Blog
Marketing
Everything you need to know about data centers and ad fraud

Everything you need to know about data centers and ad fraud

Jonathan Marciano

Marketing | August 02, 2020

Data centers play a fundamental role in our society and digital economy. Everything that happens online is housed in a data center. In these buildings full of servers and other digital equipment, videos and other files are stored, important software runs and data is exchanged between different networks that form a data distribution hub. The largest data center footprints come from the largest cloud and internet companies, including Amazon, Microsoft, Google, and Facebook. For instance, a new site announced by Facebook creating 100 jobs is set to open in 2022 in the US, which is the leading location for data centers, followed by China. There are now more than 500 hyperscale data centers in the world.

However, with the rise of data centers, online fraud and ad fraud have thrived. The weaponization of data center traffic plays a large part in the rise of ad fraud, which costs $23 billion a year for online marketers.

Using data from CHEQ, for instance, we see that nearly 50% of online ad fraud attacks involve data center bot traffic. In this post, we look closer at how bot operators use data center traffic to carry out all sorts of fraud, using bots to drain ad budgets.

Table of Contents

What is a Data Center?

A data center is a facility housing many networked computers that work together to process, store, and share data. Most major tech companies rely heavily upon data centers as a central component in delivering online services. Interestingly, the amount of electricity used at a large data center rivals that of a small town.

Fraud and Data Centers: The Link

The online advertising watchdog, the MRC, requires in its 2020 guidance that best practice for fraud detection involves removing data center traffic from online advertising campaigns. In the words of the MRC, your provider should provide “filtration of IPs those of known hosting entities determined to be a consistent source of non-human traffic; not including routing artifacts of legitimate users or virtual machine legitimate browsing.”

Data centers remain popular among bot-runners because they represent an easy and relatively inexpensive way to hide illegal activity.
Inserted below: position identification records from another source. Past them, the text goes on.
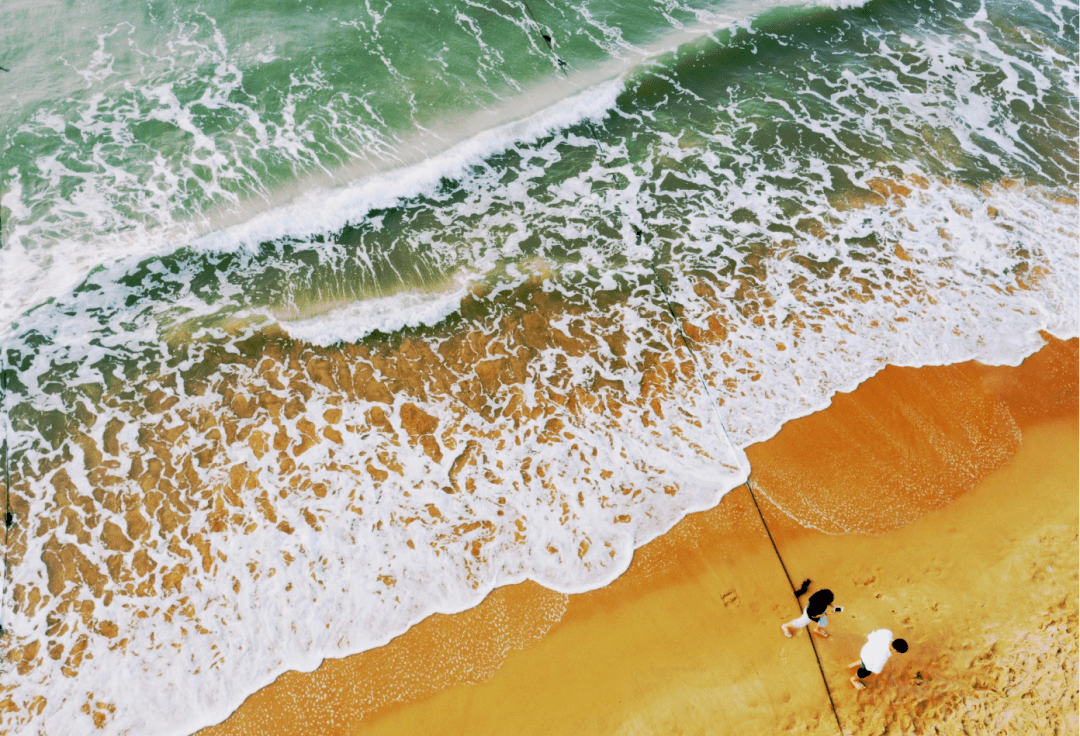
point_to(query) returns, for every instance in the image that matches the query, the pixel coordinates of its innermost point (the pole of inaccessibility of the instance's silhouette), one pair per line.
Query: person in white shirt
(876, 652)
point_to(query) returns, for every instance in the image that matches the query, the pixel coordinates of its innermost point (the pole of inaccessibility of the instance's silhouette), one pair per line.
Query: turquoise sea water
(318, 319)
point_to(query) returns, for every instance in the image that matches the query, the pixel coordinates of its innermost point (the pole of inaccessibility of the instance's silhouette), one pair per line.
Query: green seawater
(189, 191)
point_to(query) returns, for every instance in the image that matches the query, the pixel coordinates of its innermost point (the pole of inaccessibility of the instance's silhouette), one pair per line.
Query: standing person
(876, 652)
(817, 606)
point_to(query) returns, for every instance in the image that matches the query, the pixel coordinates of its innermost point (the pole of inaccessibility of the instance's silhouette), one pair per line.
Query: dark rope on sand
(813, 645)
(686, 342)
(9, 518)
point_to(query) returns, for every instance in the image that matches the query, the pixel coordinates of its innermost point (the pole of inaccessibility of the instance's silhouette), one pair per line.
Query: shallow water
(320, 320)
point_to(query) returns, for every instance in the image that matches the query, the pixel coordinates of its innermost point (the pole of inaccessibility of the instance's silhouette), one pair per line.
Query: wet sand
(940, 503)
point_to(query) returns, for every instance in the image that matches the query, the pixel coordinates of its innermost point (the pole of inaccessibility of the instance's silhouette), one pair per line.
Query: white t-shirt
(876, 651)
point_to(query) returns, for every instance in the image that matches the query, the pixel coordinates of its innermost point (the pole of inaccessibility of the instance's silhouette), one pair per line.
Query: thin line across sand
(937, 502)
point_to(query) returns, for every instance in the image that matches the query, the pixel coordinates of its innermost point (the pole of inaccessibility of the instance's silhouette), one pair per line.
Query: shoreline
(367, 691)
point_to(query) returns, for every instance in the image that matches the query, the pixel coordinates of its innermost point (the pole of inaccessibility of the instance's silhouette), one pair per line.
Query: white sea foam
(372, 532)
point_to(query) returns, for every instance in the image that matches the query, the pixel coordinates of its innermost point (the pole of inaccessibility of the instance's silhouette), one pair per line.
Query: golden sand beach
(940, 503)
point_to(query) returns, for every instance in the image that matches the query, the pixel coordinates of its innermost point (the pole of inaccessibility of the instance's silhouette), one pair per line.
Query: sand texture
(940, 503)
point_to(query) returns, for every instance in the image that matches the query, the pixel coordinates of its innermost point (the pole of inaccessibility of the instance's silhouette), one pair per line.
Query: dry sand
(940, 503)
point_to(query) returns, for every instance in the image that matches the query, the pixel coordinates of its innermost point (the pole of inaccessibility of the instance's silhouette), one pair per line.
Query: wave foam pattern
(215, 500)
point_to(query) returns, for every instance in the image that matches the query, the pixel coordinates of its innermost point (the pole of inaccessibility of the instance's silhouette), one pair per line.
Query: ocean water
(318, 319)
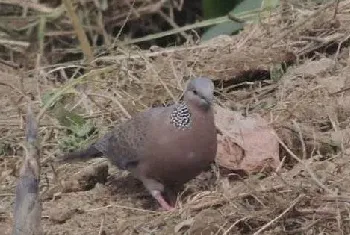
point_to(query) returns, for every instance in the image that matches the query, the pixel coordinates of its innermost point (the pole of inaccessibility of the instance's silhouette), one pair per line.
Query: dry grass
(308, 106)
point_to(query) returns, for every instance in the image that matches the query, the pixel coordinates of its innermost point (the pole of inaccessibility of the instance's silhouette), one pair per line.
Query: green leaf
(229, 28)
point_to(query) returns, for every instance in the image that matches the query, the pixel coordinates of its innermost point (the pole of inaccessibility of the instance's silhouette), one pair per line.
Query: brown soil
(308, 107)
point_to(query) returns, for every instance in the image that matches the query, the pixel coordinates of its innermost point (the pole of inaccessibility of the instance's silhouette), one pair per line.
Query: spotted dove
(163, 146)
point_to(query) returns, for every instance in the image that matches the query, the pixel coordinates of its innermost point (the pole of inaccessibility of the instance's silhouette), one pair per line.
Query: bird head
(200, 91)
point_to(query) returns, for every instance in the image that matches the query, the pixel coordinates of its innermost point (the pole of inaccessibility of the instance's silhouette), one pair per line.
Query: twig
(303, 148)
(84, 43)
(127, 114)
(313, 176)
(280, 215)
(301, 23)
(27, 213)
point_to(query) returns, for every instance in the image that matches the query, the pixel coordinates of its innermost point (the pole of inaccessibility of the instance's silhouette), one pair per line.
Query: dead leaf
(246, 143)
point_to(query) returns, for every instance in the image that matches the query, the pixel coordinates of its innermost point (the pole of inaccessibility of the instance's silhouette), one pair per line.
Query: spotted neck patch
(181, 116)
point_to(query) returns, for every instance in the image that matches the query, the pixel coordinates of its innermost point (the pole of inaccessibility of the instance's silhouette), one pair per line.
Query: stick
(27, 211)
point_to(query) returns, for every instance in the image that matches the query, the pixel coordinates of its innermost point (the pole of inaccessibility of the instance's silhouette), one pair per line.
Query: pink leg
(158, 196)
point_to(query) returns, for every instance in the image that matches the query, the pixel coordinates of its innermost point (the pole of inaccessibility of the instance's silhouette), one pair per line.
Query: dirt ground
(308, 105)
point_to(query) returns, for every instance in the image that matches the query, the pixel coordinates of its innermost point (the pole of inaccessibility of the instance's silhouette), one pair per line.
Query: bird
(163, 147)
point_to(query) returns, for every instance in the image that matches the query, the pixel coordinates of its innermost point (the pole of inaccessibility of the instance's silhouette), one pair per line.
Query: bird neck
(198, 106)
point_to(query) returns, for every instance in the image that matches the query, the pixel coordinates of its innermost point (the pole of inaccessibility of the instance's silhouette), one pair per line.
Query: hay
(308, 108)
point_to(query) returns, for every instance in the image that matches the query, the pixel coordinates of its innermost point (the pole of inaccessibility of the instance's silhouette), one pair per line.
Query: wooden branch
(27, 211)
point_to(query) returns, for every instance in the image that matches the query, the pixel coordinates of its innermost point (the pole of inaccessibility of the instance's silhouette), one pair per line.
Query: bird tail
(84, 154)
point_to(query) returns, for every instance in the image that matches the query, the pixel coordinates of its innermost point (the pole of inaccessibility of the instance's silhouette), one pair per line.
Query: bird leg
(156, 188)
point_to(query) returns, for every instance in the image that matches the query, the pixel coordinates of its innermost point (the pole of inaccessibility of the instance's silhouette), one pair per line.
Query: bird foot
(160, 199)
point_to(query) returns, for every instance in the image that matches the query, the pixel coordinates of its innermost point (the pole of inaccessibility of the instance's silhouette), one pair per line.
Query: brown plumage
(163, 146)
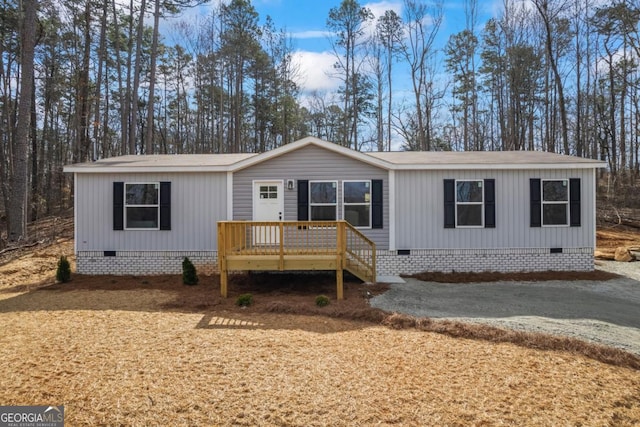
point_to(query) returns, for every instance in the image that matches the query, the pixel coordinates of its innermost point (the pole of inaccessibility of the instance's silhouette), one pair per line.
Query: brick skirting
(388, 262)
(143, 262)
(478, 260)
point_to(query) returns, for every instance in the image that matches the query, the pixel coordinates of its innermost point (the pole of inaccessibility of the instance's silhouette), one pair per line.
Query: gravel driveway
(602, 312)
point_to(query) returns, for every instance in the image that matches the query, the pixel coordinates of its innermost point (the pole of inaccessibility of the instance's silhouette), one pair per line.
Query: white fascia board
(363, 157)
(153, 169)
(501, 166)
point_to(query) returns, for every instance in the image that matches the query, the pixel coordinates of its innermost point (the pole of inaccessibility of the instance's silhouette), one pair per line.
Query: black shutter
(165, 206)
(376, 203)
(118, 205)
(303, 200)
(490, 203)
(535, 198)
(574, 202)
(449, 203)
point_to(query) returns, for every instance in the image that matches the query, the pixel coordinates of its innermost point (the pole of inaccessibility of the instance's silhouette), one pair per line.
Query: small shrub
(244, 300)
(322, 300)
(63, 273)
(189, 275)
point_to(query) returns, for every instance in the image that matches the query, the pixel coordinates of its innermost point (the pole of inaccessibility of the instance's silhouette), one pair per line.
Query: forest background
(91, 79)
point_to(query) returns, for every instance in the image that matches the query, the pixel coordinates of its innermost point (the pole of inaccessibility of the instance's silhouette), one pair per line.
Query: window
(357, 203)
(268, 192)
(142, 206)
(323, 198)
(555, 202)
(469, 203)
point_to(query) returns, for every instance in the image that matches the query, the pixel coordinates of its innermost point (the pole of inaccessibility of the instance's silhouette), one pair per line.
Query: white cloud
(311, 34)
(314, 71)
It works like this: data centers have a network of servers that have their own IP addresses. In general, there are organizations in charge of allocating these IP addresses (actually ranges of IP addresses). There are cases in which companies get a range of IP addresses and provide a proxy service to their users. There are some services that offer the usage of a few tens of thousands of IP addresses for a few dozen dollars. Fraudsters like to use such services since click fraud prevention tools, such as CHEQ (and many others), block users from making too many requests in a short period of time. In this way, fraudsters route their bots through data centers (proxy services) in order to “change” their IP in an attempt to avoid detection.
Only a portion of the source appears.